Preamble
Ilario Valdelli reported that jobs of Argo WMCH are not generated anymore.
Problem
It seems this tool was designed on an undocumented feature of the Wikimedia Replicas, executing generic MySQL queries to generic databases (e.g. dewiki_p, itwiki_p) over a single database connection to the itwiki cluster, but this is not possible anymore, since that cluster does not have all our relevant wikis anymore.
Precisely, itwiki_p is available via itwiki.analytics.db.svc.wikimedia.cloud and dewiki_p via dewiki.analytics.db.svc.wikimedia.cloud ecc. and AFAIK other shares in the current 6 phisical clusters are not reliable - so relying on s2.analytics.db.svc.wikimedia.cloud should not be suggested too.
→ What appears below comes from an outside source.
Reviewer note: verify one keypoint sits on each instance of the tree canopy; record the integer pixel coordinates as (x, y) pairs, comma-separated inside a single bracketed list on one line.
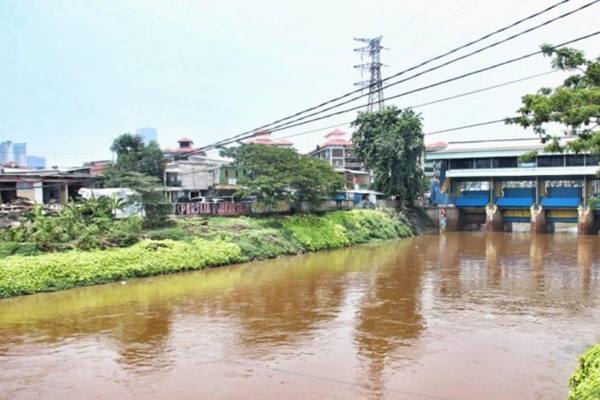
[(575, 104), (156, 207), (140, 167), (135, 156), (390, 142), (275, 174)]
https://wikitech.wikimedia.org/wiki/News/Wiki_Replicas_2020_Redesign#New_host_names
Plan
- 2022-07-25 tool exploration (https://meta.wikimedia.org/wiki/Wikimedia_CH/Project/Argo_Wikimetrics)
- 2022-07-25 server access
- 2022-07-25 documenting application startup
- 2022-07-25 documenting database connections to Wikitech
- 2022-07-25 fix bastion with SSH fingerprint changed
- 2022-07-25 fix deprecated usage of <project>.analytics.db.svc.eqiad.wmflabs and adopt <project>.analytics.db.svc.wikimedia.cloud
- 2022-09-23 understand the best fix strategy (rewrite database connection logic)
- import source code from Synapta's GitHub to Wikimedia GitLab
Proposed Solutions
- Manual patch (2 points): instantiate lot of SSH tunnels from our server to Wiki Replicas, one for each required DB connection
- Semi-manual patch (4 points): same as above but with a script generating the tunnels
- Rewrite (32 points): rewrite the tool to do not rely on a single connection for all databases, but instantiate the right connection for the right database (this requires a handover of the project)
- Improve Wikimedia Cloud for the benefit of all its users (hoping that our workaround will not be needed anymore): T318191: Evaluate opening the readonly Wiki Replicas to the WAN (since we already have user authentication)
I've exposed the first 3 solutions to Ilario Valdelli and he opted for the solution n. 3 (probably because he loves things done right).